Read and love their work.
Give a catch-up class every month or so. Have an alternative extra credit optional assignment for anyone who is all caught up or offer they can use it to catch up with work from other classes. You will also need this catch-up class!
Give completion grades for class assessments required by the department.
Do give small class tests, but don’t make them make-or-break
Give time for essay rewrites in class.
Finally, here are a few recommendations that might help keep you from feeling like you’re drowning in the demands of the State, the District, the school, the department, and your students.

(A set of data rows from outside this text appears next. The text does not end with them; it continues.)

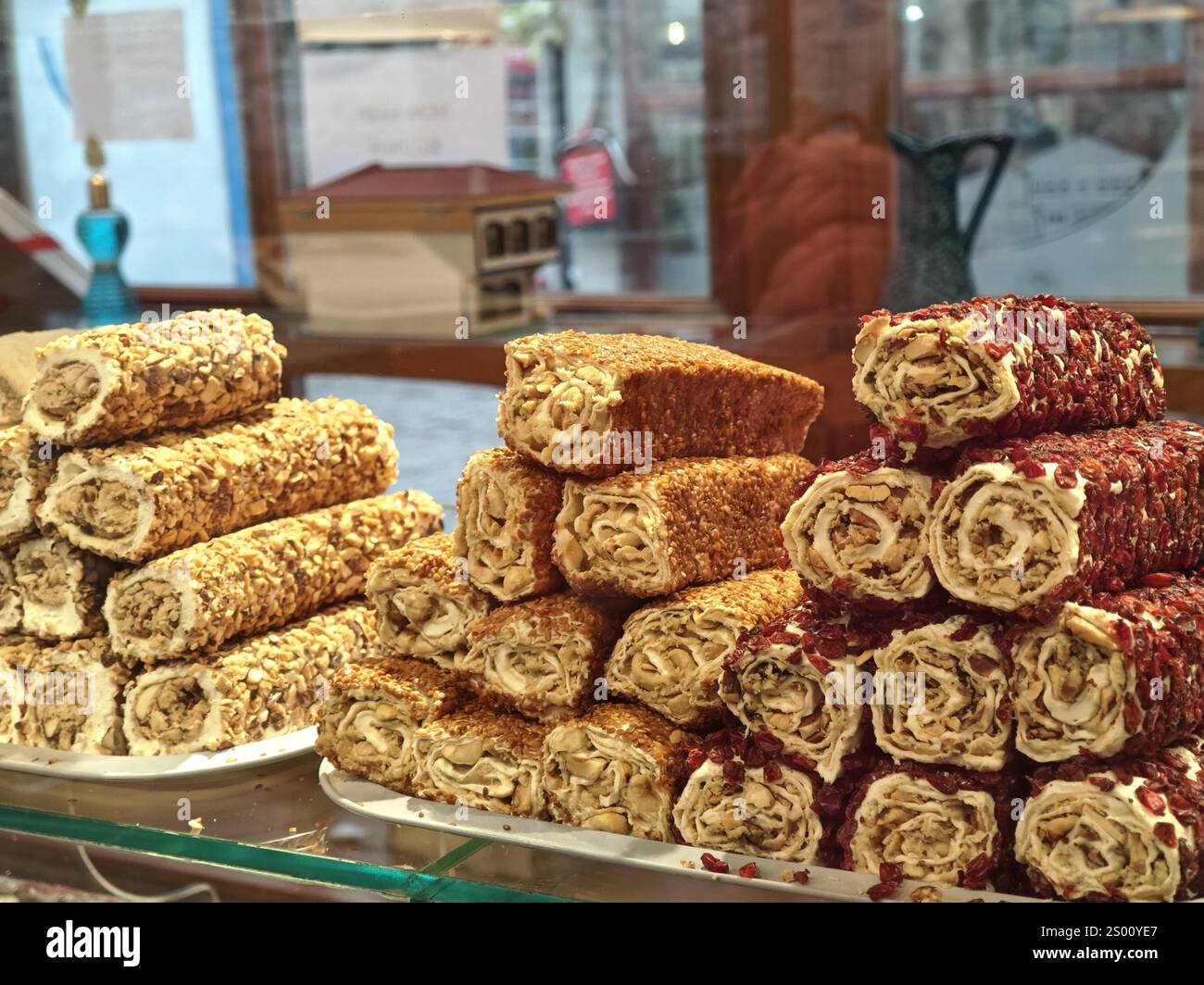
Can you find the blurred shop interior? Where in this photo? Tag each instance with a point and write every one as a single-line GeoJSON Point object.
{"type": "Point", "coordinates": [401, 185]}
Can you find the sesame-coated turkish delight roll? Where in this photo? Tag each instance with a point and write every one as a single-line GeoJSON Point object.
{"type": "Point", "coordinates": [140, 500]}
{"type": "Point", "coordinates": [259, 579]}
{"type": "Point", "coordinates": [859, 530]}
{"type": "Point", "coordinates": [127, 380]}
{"type": "Point", "coordinates": [257, 689]}
{"type": "Point", "coordinates": [618, 768]}
{"type": "Point", "coordinates": [61, 589]}
{"type": "Point", "coordinates": [506, 508]}
{"type": "Point", "coordinates": [596, 405]}
{"type": "Point", "coordinates": [1004, 368]}
{"type": "Point", "coordinates": [685, 521]}
{"type": "Point", "coordinates": [482, 759]}
{"type": "Point", "coordinates": [672, 651]}
{"type": "Point", "coordinates": [1030, 525]}
{"type": "Point", "coordinates": [942, 695]}
{"type": "Point", "coordinates": [424, 601]}
{"type": "Point", "coordinates": [71, 699]}
{"type": "Point", "coordinates": [543, 657]}
{"type": "Point", "coordinates": [1116, 675]}
{"type": "Point", "coordinates": [368, 724]}
{"type": "Point", "coordinates": [913, 821]}
{"type": "Point", "coordinates": [1132, 829]}
{"type": "Point", "coordinates": [27, 467]}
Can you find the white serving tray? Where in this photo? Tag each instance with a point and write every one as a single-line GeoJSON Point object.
{"type": "Point", "coordinates": [370, 800]}
{"type": "Point", "coordinates": [89, 766]}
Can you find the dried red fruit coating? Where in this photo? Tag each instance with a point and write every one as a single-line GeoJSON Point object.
{"type": "Point", "coordinates": [1071, 391]}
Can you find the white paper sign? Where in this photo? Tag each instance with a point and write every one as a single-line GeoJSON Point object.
{"type": "Point", "coordinates": [127, 76]}
{"type": "Point", "coordinates": [402, 106]}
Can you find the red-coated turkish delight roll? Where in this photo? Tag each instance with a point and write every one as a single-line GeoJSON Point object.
{"type": "Point", "coordinates": [1028, 525]}
{"type": "Point", "coordinates": [1131, 829]}
{"type": "Point", "coordinates": [913, 821]}
{"type": "Point", "coordinates": [1119, 675]}
{"type": "Point", "coordinates": [1004, 368]}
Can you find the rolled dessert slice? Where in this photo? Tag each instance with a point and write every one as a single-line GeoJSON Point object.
{"type": "Point", "coordinates": [128, 380]}
{"type": "Point", "coordinates": [506, 509]}
{"type": "Point", "coordinates": [61, 589]}
{"type": "Point", "coordinates": [617, 768]}
{"type": "Point", "coordinates": [1002, 368]}
{"type": "Point", "coordinates": [424, 603]}
{"type": "Point", "coordinates": [596, 405]}
{"type": "Point", "coordinates": [1030, 525]}
{"type": "Point", "coordinates": [1128, 829]}
{"type": "Point", "coordinates": [685, 521]}
{"type": "Point", "coordinates": [257, 689]}
{"type": "Point", "coordinates": [944, 695]}
{"type": "Point", "coordinates": [1119, 675]}
{"type": "Point", "coordinates": [798, 680]}
{"type": "Point", "coordinates": [543, 657]}
{"type": "Point", "coordinates": [767, 811]}
{"type": "Point", "coordinates": [140, 500]}
{"type": "Point", "coordinates": [71, 699]}
{"type": "Point", "coordinates": [672, 651]}
{"type": "Point", "coordinates": [10, 593]}
{"type": "Point", "coordinates": [27, 467]}
{"type": "Point", "coordinates": [859, 531]}
{"type": "Point", "coordinates": [256, 580]}
{"type": "Point", "coordinates": [482, 759]}
{"type": "Point", "coordinates": [368, 724]}
{"type": "Point", "coordinates": [946, 826]}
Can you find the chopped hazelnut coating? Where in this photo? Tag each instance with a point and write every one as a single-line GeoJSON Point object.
{"type": "Point", "coordinates": [256, 689]}
{"type": "Point", "coordinates": [615, 768]}
{"type": "Point", "coordinates": [61, 589]}
{"type": "Point", "coordinates": [368, 724]}
{"type": "Point", "coordinates": [128, 380]}
{"type": "Point", "coordinates": [257, 579]}
{"type": "Point", "coordinates": [570, 391]}
{"type": "Point", "coordinates": [685, 521]}
{"type": "Point", "coordinates": [506, 508]}
{"type": "Point", "coordinates": [424, 601]}
{"type": "Point", "coordinates": [140, 500]}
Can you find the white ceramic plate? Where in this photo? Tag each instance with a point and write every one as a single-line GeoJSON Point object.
{"type": "Point", "coordinates": [87, 766]}
{"type": "Point", "coordinates": [360, 796]}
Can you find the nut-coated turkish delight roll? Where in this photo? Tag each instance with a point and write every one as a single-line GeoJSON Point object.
{"type": "Point", "coordinates": [27, 467]}
{"type": "Point", "coordinates": [71, 699]}
{"type": "Point", "coordinates": [859, 530]}
{"type": "Point", "coordinates": [140, 500]}
{"type": "Point", "coordinates": [944, 695]}
{"type": "Point", "coordinates": [1131, 829]}
{"type": "Point", "coordinates": [482, 759]}
{"type": "Point", "coordinates": [1004, 368]}
{"type": "Point", "coordinates": [61, 589]}
{"type": "Point", "coordinates": [672, 651]}
{"type": "Point", "coordinates": [1118, 675]}
{"type": "Point", "coordinates": [596, 405]}
{"type": "Point", "coordinates": [257, 689]}
{"type": "Point", "coordinates": [125, 380]}
{"type": "Point", "coordinates": [368, 724]}
{"type": "Point", "coordinates": [254, 580]}
{"type": "Point", "coordinates": [506, 508]}
{"type": "Point", "coordinates": [685, 521]}
{"type": "Point", "coordinates": [939, 825]}
{"type": "Point", "coordinates": [425, 603]}
{"type": "Point", "coordinates": [618, 768]}
{"type": "Point", "coordinates": [543, 657]}
{"type": "Point", "coordinates": [1028, 525]}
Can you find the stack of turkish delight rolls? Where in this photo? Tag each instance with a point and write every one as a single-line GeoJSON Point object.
{"type": "Point", "coordinates": [560, 655]}
{"type": "Point", "coordinates": [184, 552]}
{"type": "Point", "coordinates": [1014, 560]}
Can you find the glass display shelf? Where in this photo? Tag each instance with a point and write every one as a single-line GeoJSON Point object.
{"type": "Point", "coordinates": [275, 821]}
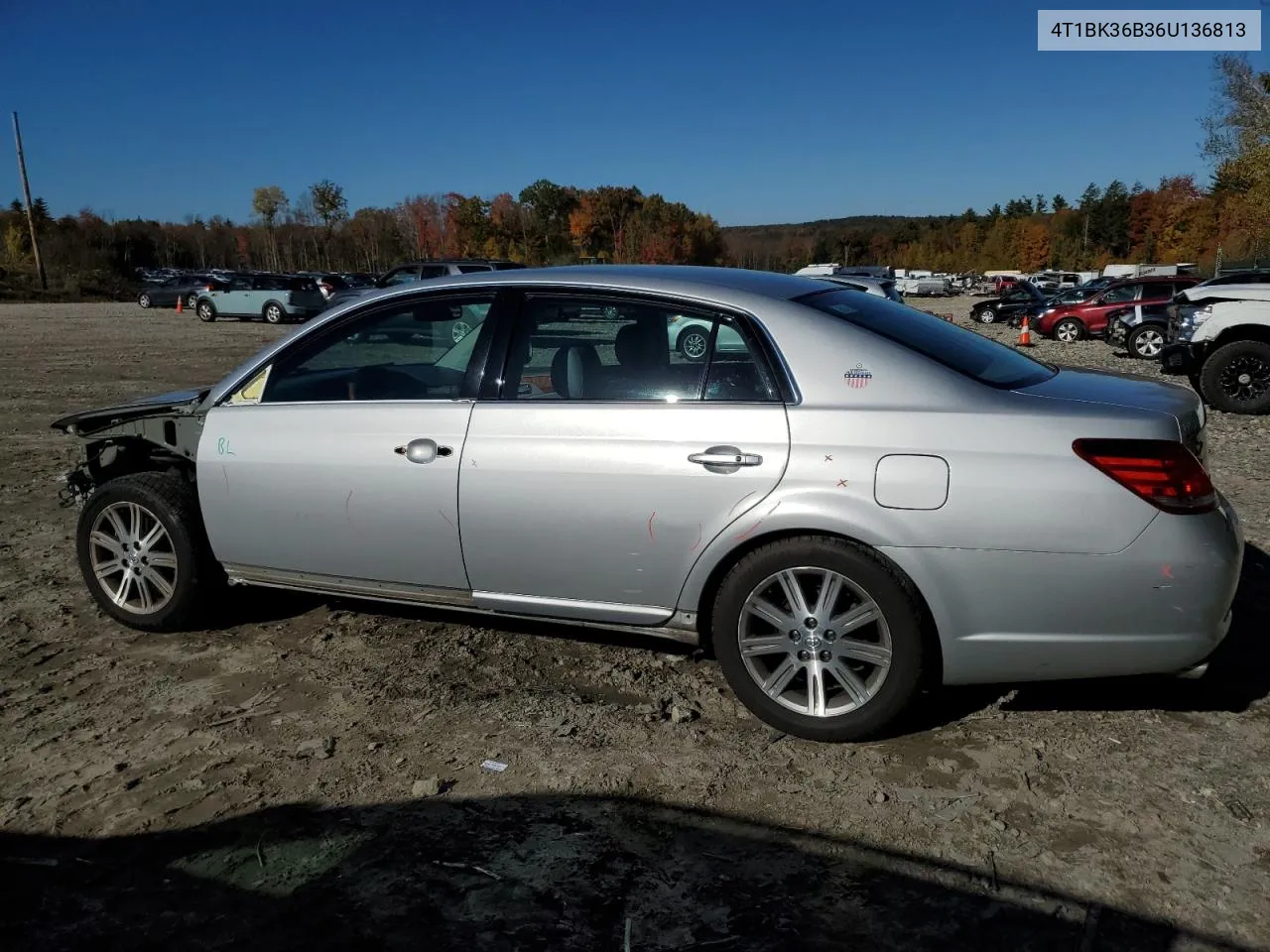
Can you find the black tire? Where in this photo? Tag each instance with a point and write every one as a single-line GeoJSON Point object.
{"type": "Point", "coordinates": [1142, 338]}
{"type": "Point", "coordinates": [690, 340]}
{"type": "Point", "coordinates": [1066, 325]}
{"type": "Point", "coordinates": [893, 594]}
{"type": "Point", "coordinates": [172, 502]}
{"type": "Point", "coordinates": [1220, 377]}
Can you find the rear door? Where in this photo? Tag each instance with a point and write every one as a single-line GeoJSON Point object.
{"type": "Point", "coordinates": [603, 461]}
{"type": "Point", "coordinates": [234, 298]}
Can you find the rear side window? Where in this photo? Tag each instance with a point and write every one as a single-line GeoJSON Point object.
{"type": "Point", "coordinates": [957, 348]}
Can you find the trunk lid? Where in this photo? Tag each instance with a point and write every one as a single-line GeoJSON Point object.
{"type": "Point", "coordinates": [1133, 393]}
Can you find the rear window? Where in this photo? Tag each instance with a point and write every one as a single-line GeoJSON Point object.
{"type": "Point", "coordinates": [956, 348]}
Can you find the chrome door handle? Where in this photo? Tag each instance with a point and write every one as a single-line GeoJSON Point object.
{"type": "Point", "coordinates": [725, 458]}
{"type": "Point", "coordinates": [422, 451]}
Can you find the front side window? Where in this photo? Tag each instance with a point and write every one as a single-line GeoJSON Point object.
{"type": "Point", "coordinates": [1125, 293]}
{"type": "Point", "coordinates": [417, 350]}
{"type": "Point", "coordinates": [947, 343]}
{"type": "Point", "coordinates": [626, 350]}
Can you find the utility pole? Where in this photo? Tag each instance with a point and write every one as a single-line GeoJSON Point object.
{"type": "Point", "coordinates": [26, 194]}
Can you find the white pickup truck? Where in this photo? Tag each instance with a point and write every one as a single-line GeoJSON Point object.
{"type": "Point", "coordinates": [1219, 338]}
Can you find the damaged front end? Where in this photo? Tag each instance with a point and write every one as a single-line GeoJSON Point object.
{"type": "Point", "coordinates": [153, 434]}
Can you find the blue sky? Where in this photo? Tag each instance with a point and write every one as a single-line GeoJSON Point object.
{"type": "Point", "coordinates": [751, 112]}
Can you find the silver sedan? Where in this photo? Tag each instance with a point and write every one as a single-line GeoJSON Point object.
{"type": "Point", "coordinates": [844, 499]}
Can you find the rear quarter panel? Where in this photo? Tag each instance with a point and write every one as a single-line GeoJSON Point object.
{"type": "Point", "coordinates": [1014, 483]}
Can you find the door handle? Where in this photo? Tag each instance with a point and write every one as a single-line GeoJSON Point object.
{"type": "Point", "coordinates": [422, 451]}
{"type": "Point", "coordinates": [725, 458]}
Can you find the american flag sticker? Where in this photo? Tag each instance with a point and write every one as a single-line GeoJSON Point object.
{"type": "Point", "coordinates": [857, 377]}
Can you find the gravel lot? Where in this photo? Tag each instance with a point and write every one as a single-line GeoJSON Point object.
{"type": "Point", "coordinates": [308, 774]}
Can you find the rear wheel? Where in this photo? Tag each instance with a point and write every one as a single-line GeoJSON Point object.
{"type": "Point", "coordinates": [1069, 330]}
{"type": "Point", "coordinates": [820, 639]}
{"type": "Point", "coordinates": [1146, 341]}
{"type": "Point", "coordinates": [1236, 377]}
{"type": "Point", "coordinates": [694, 343]}
{"type": "Point", "coordinates": [143, 551]}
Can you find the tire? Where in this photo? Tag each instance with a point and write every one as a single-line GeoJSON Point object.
{"type": "Point", "coordinates": [1069, 330]}
{"type": "Point", "coordinates": [888, 690]}
{"type": "Point", "coordinates": [1146, 341]}
{"type": "Point", "coordinates": [1236, 377]}
{"type": "Point", "coordinates": [693, 344]}
{"type": "Point", "coordinates": [187, 569]}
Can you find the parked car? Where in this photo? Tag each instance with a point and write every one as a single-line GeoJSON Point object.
{"type": "Point", "coordinates": [1024, 298]}
{"type": "Point", "coordinates": [1089, 317]}
{"type": "Point", "coordinates": [1219, 338]}
{"type": "Point", "coordinates": [830, 512]}
{"type": "Point", "coordinates": [275, 298]}
{"type": "Point", "coordinates": [169, 291]}
{"type": "Point", "coordinates": [881, 287]}
{"type": "Point", "coordinates": [1141, 329]}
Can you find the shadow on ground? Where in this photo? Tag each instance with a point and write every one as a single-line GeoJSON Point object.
{"type": "Point", "coordinates": [550, 873]}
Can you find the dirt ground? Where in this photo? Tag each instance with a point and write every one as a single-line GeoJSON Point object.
{"type": "Point", "coordinates": [308, 774]}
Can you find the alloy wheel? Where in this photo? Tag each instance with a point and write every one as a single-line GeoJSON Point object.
{"type": "Point", "coordinates": [815, 642]}
{"type": "Point", "coordinates": [1148, 343]}
{"type": "Point", "coordinates": [1245, 379]}
{"type": "Point", "coordinates": [132, 557]}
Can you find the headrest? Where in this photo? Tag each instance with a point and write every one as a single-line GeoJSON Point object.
{"type": "Point", "coordinates": [575, 371]}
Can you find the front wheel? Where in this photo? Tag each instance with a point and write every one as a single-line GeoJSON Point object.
{"type": "Point", "coordinates": [820, 639]}
{"type": "Point", "coordinates": [1146, 341]}
{"type": "Point", "coordinates": [1236, 377]}
{"type": "Point", "coordinates": [1069, 330]}
{"type": "Point", "coordinates": [143, 552]}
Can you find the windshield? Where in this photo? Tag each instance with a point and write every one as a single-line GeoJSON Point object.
{"type": "Point", "coordinates": [957, 348]}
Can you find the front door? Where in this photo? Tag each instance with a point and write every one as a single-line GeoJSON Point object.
{"type": "Point", "coordinates": [613, 458]}
{"type": "Point", "coordinates": [340, 460]}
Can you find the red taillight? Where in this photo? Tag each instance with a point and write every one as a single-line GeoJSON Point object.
{"type": "Point", "coordinates": [1164, 472]}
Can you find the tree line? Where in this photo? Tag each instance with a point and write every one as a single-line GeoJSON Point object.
{"type": "Point", "coordinates": [1178, 220]}
{"type": "Point", "coordinates": [545, 223]}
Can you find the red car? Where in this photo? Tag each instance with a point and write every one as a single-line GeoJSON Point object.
{"type": "Point", "coordinates": [1087, 318]}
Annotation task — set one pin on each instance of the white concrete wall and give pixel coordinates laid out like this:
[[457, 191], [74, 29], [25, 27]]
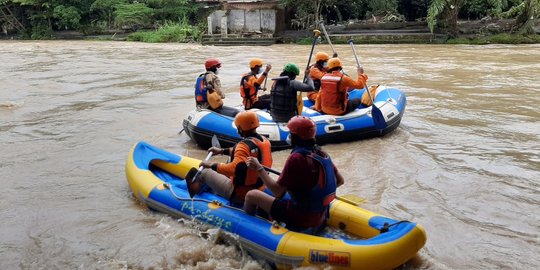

Be kind and maintain boundaries.
Scan the standards and get to know a few aspects of them so you can refer to them as needed for officialdom.
Grade for ideas first, organization second, and grammar/punctuation last.
Have students write multiple drafts (Murray)
Help them to like their own work by liking it first (Elbow)
Stickers. Lots of them.
Be kind and maintain boundaries.
Always enforce the main rules. Choose which ones are most important to you and let the kids know what is expected of them
Understand that they will forget almost everything you tell them. If you want them to remember it, put it in writing or make them write it down. They might still forget but at least it won’t be your fault.
Assume NO prior knowledge.
Admit mistakes, we’re only human. The kids will respect you more if you say when you’re wrong. I once got a spontaneous round of applause for a class for publicly apologizing to a student after telling him to shut up.
Show them their good sides, praise the seeds of what you want to grow into plants, flowers, and trees.
Always keep a large umbrella in the classroom in case of fire drills and evacuations!
Do NOT feel you have to grade everything. Because you do not. And you cannot.
Enlist students to help you wherever possible: tidying, running errands, grading (notebook checks, for example, but don’t let anyone official know this).
Call home if a student is repeatedly not doing work. Never threaten consequences, just do the consequences. They will also respect this, even if they also hate it.
Work on an 80% rule. If 80% of the class is doing 80% of the work, 80% of the time, then you’re doing pretty well.
Be kind and maintain boundaries.
Give the wildflowers space to grow and to bloom.